POSTED: 1:30 a.m. HST, Mar 19, 2011
LAST UPDATED: 4:29 a.m. HST, Mar 19, 2011
Question: In this age of cutbacks and increased city fees, does the city still allow city workers to park at the Neal Blaisdell Center parking structure at vastly reduced rates, or did they correct that and start charging market rates? I thought that always was a perk that wasn't deserved — that they could park there and get free shuttle service from the Civic Center to the Blaisdell parking structure.
Answer: City employees who park at the Blaisdell pay $20 per month, a rate set by Section 15-16.5(f) of the Revised Ordinances of Honolulu.
The rate for the Blaisdell is described as "Unassigned uncovered satellite stall with bus pass for commuting to working place not less than 3/8 mile away."
"The limited area bus pass allows employees to use TheBus to transport them from Blaisdell to work, then back to Blaisdell, because we do not have enough space in the parking lot next to the Fasi Municipal Building and Honolulu Hale," said city administration spokeswoman Louise Kim McCoy.
Employees are prohibited from parking at the Blaisdell when certain events require the use of the entire parking complex, she added.
Kim McCoy said Mayor Peter Carlisle's administration has proposed increasing the parking fees to $33 a month the first year and $45 a month the second year. The proposal requires the approval of the City Council.
Question: We suspect a neighbor is responsible for illegal dumping in our neighborhood. What can be done or what should we do?

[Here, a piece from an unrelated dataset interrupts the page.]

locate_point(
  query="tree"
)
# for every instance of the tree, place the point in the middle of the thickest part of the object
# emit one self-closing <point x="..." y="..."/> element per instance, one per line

Answer: You should report it to the city's Department of Environmental Services by calling 768-3300.
You are asked to have detailed information available, including specifying what is being dumped and the exact location. You are also asked to provide a name and contact information, in case more information about the illegal dumping is needed.
If you see your neighbor in the act of dumping the trash, you should call 911 with as much information about the location, activity and description of the culprit.
Women 40 and older who are seeking new job skills, training and educational opportunities should contact the AARP Foundation to apply for scholarships ranging from $500 to $5,000.
Applicants must be at least 40 years old as of March 31, able to demonstrate financial need and be enrolled in an accredited school or technical training program within six months of the scholarship award date.
The AARP says it awarded more than $450,000 in scholarships to 200 women nationwide last year.
Interested applicants can apply at www.aarp.org/womensscholarship.
To the guy in a silver car who pulled up beside me (going westbound onto the H-1 freeway from Moanalua) to tell me my tire was flat on Feb. 23.
After this column, June Watanabe will be on temporary leave.